‘Lagarde’s List’ brewing trouble for Greek coalition

‘Lagarde’s List’ brewing trouble for Greek coalition

“I won’t accept this fabrication of guilt which doesn’t exist nor will I become the scapegoat in this case. I have absolutely no connection to any account on that list. I have not tampered with the data in any way, which I had requested and received from the French authorities,” said former Greek Finance Minister George Papaconstantinou in an emailed statement yesterday. But his defending voice could hardly be heard amid the uproar caused by the shocking twist of events which has given the political establishment in Greece its toughest test.

Papaconstantinou, a close aide of former Prime Minister George Papandreou and a top negotiator during the country’s initial talks with the EU and IMF – which put Greece under a tough multibillion-euro bailout agreement – denies that he removed his relatives’ name from an electronic file which contained the names and bank statements of Greeks with undeclared Swiss bank accounts. The list of more than 2,000 names was first handed over to Papaconstantinou in 2010 by his then-counterpart, French Finance Minister Christine Lagarde, to help Greece in its fight with corruption. However, neither he nor his successor to the post, Evangelos Venizelos, initiated a thorough investigation into the legality of those accounts. Instead, testifying recently before a parliamentary committee, he had to admit that he “had lost the file.” But things turned nasty for him when a copy of the original list requested by the new Antonis Samaras government and which was sent to the Greek authorities last week was seen to have contained the names of Papaconstantinou’s cousins and their husbands. The most likely explanation was that the minister chose to remove them himself. Now, all three parties in the Samaras coalition government are asking the Parliament to set up an investigation process to discover who tampered with the original list.

Papacosnatntinou – if proved that he indeed was the one who tampered with the list to help his relatives – entered the political arena of Greek domestic politics as one of the “clean” faces next to a reborn PASOK under the new leadership of George Papandreou. Papaconstantinou’s contempt for the old regime and his overconfident admonitions of how Greece would soon “return to the markets” had initially found a lot of supporters. But he was quickly proven wrong for his policies and was accused by the opposition, led by present Prime Minister Antonis Samaras, for criminally mishandling the whole affair. Indeed, in a poll published in May 2011, 80 percent of the people surveyed said they had no faith in Papaconstantinou’s handling of the Greek economy. Indeed, he failed to be re-elected to Parliament in last May’s general elections and he was also been expelled from his own party last week after the “Lagarde scandal.”
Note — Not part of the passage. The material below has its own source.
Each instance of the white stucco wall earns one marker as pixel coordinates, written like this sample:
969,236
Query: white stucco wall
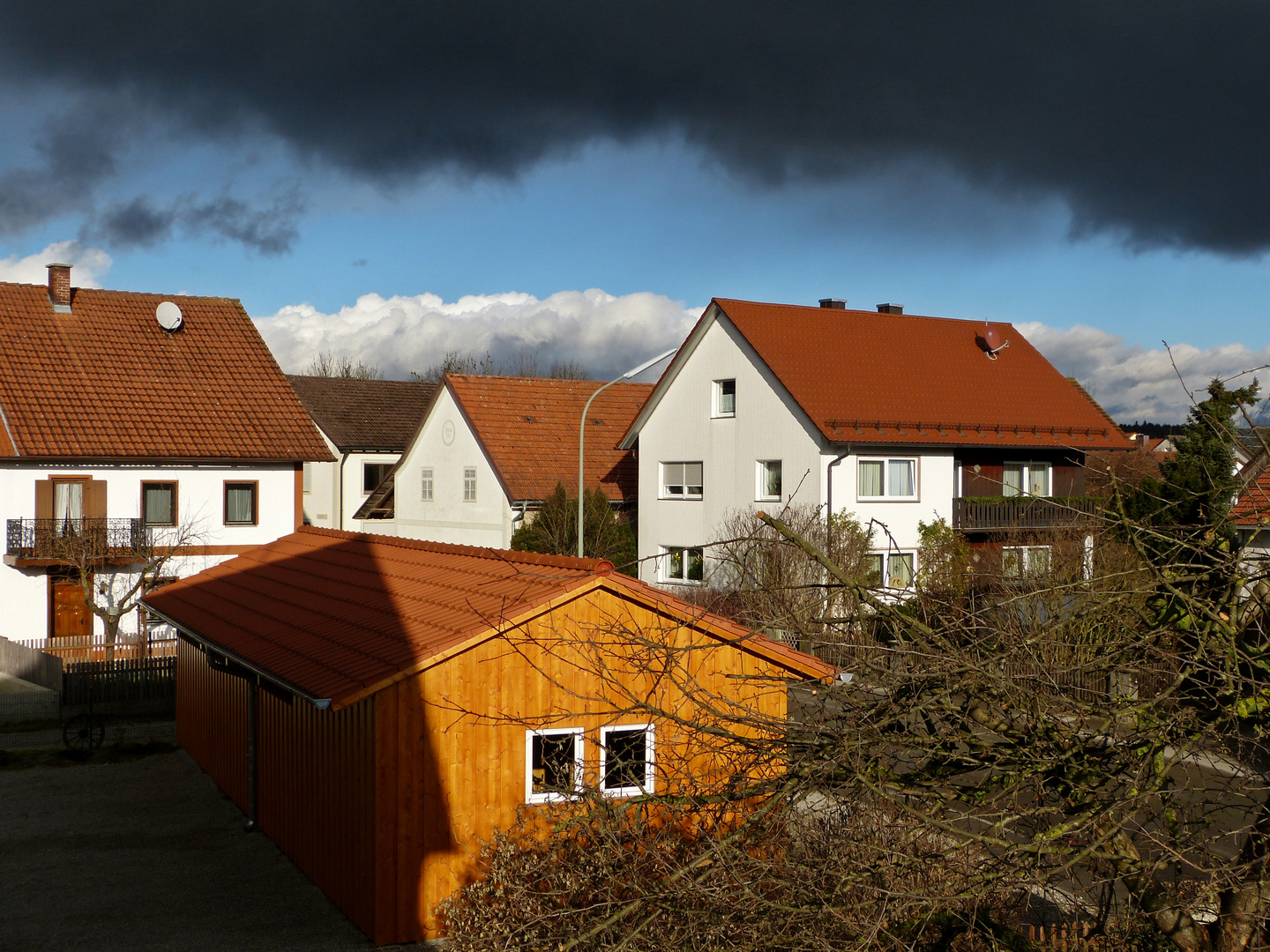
447,446
199,505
So far it is not clear whether the recent scandal will be dealt by Parliament or whether the case will be shelved. But what is clear is that this could not have surfaced at a worst time for PASOK and ultimately for the Samaras coalition government, in which PASOK is a partner. So far, the battle against tax evaders is being lost. The Greek government will only be able to collect up to 20 percent of the 53 billion euros in outstanding taxes it is owed, and the country’s economy is expected to contract for a sixth year in 2013.

At a time when the Greeks are about to be asked to dip more into their empty pockets to pay for more taxes, the image of a perhaps incompetent but “clean” former minister protecting the Swiss bank accounts of his perhaps tax-evading relatives can only benefit the opposition.

And this is indeed what the official opposition of SYRIZA is trying to do. This scandal may have come at the right time for them as the latest opinion polls showed them somewhat stuck. People are asking them for concrete solutions to their problems, not protest rhetoric. SYRIZA is now asking for the leader of PASOK to be examined, as well as Papandreou. The ultimate aim seems to be to hit the coalition at a moment when society will be worst-hit by the government’s additional measures.